Resta uma pergunta, que o jornalista não faz (nem era de esperar que fizesse: é um especialista destas questões, portanto entende tudo o que é acessório mas raramente vislumbra o essencial): Porquê só agora? Tendo Sócrates feito uma quantidade de requerimentos, recursos e as outras trapalhadas (li que terão sido à volta de 40) em todos estes anos, de que é que os tribunais estiveram à espera?
Talvez de que algum magistrado se lembrasse da existência de um artigo obscuro do CPC, cuja aplicabilidade em processo penal não ocorreu, embora vista ao caso como uma luva.
Aquela pergunta, que ficará decerto sem resposta, não é ainda assim tão importante como outra: Por que razão é que, em ponderosos discursos em cerimónias oficiais (e creio que também entrevistas, não estou para ir escabichar) numerosos magistrados (incluindo, se não me engano, o presidente do STJ) têm vindo a dizer que é desejável cortar o cabelo às garantias processuais dos acusados, precisamente porque estes delas podem abusar, como se tais garantias não fossem precisamente uma salvaguarda perante abusos?
Sócrates tem sido acusado (creio que com razão) de tentar encravar os processos como expediente para chegar à prescrição. E isto diz a comunicação social (e a quase totalidade dos meus amigos, e até os reformados no meu café, quando não estão a falar de futebol), sem que ninguém jamais pergunte: Por que razão tais expedientes nunca são decididos prestes? Por que motivo o próprio Ministério Público encrava ele próprio quando decide recorrer de decisões que lhe sejam desfavoráveis, como se a guerrilha de egos jurídicos tivesse, para quem não pertence ao meio, qualquer importância?
Tem-me sido dito que não se compreende como posso defender Sócrates, e o faço consistentemente há anos, quando do meu lado do espectro, e até do outro, o que há é caras crispadas de virtuosa indignação justiceira.
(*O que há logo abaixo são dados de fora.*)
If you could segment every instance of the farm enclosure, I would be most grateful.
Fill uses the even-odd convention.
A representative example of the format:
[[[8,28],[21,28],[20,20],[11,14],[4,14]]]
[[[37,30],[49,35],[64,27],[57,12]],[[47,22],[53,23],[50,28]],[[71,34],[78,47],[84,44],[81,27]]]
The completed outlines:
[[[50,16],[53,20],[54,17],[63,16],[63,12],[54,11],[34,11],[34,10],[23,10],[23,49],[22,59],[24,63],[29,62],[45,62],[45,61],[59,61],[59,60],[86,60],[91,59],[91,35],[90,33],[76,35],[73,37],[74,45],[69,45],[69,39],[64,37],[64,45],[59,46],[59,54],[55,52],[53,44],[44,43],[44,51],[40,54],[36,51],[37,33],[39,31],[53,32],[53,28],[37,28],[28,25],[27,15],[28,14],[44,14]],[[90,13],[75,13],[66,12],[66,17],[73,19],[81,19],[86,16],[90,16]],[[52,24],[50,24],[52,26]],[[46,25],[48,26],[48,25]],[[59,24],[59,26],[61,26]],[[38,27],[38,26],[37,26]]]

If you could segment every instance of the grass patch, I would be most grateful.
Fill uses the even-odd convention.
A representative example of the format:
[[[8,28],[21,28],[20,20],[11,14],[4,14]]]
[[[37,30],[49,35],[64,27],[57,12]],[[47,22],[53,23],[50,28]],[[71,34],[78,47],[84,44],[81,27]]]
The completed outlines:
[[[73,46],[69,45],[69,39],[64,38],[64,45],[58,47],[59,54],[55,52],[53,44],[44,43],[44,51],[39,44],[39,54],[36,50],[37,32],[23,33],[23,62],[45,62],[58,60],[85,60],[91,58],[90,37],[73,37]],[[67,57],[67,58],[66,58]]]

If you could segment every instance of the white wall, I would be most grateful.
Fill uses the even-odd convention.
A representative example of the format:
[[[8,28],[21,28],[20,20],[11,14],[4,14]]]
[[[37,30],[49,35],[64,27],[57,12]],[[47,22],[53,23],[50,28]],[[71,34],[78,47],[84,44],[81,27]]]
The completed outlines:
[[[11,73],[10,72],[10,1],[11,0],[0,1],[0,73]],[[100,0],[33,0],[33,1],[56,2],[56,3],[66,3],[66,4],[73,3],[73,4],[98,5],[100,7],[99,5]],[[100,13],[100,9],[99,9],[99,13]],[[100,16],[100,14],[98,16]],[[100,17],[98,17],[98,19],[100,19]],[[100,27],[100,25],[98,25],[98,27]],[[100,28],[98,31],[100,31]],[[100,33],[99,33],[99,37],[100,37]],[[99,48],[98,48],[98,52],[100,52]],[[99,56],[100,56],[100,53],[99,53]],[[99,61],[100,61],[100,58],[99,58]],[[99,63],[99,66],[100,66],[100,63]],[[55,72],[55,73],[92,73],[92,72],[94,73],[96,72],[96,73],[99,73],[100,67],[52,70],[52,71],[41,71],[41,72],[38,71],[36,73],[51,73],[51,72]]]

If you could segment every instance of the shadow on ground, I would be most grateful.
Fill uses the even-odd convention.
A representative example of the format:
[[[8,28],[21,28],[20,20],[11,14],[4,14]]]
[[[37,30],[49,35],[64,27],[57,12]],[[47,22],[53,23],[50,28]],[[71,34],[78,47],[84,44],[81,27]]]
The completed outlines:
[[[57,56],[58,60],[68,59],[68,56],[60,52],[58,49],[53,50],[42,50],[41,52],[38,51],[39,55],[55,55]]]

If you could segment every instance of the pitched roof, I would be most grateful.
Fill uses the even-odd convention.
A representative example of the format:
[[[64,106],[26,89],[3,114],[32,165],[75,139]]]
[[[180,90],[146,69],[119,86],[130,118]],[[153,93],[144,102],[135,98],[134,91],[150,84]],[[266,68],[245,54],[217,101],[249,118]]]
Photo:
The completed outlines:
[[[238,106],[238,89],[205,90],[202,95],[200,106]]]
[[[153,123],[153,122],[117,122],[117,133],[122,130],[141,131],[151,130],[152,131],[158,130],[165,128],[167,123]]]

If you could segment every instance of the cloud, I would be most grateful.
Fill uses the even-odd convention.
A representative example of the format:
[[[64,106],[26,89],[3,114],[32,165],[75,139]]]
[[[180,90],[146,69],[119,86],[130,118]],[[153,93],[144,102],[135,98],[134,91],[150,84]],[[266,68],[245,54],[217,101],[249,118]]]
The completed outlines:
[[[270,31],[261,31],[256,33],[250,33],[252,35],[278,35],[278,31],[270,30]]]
Por duas razões, uma de vaidade e a outra de consciência histórica: Quando há manadas do pensamento, mesmo dos meus correligionários, às vezes recuo porque não sou um boi como os outros; e o Estado de Direito não é, nem nunca foi, aquele onde todos os que a comunidade acha que cometeram crimes vão parar à cadeia, mas sim aquele em que só vão quando decisores independentes e irresponsáveis (no sentido de não poderem ser responsabilizados), expostos a versões livres e contraditórias da acusação e defesa, concluam sem dúvidas razoáveis ter havido prática de crime.
Comecei por lembrar o caso da prisão preventiva e do juiz Alexandre. Toda a gente acha que, aconteça o que acontecer, aqueles nove meses trancafiado já ninguém lhe tira, e foram bem merecidos, quem é que ele julgava que era?
Era, e é, um cidadão como os outros. Atropelá-lo nos seus direitos, ainda que sejam os de quem pode muito, abre a porta ao menoscabo dos de quem não pode nada.
Razões pelas quais me sinto autorizado a recomendar aos bois da minha manada que vão pastar.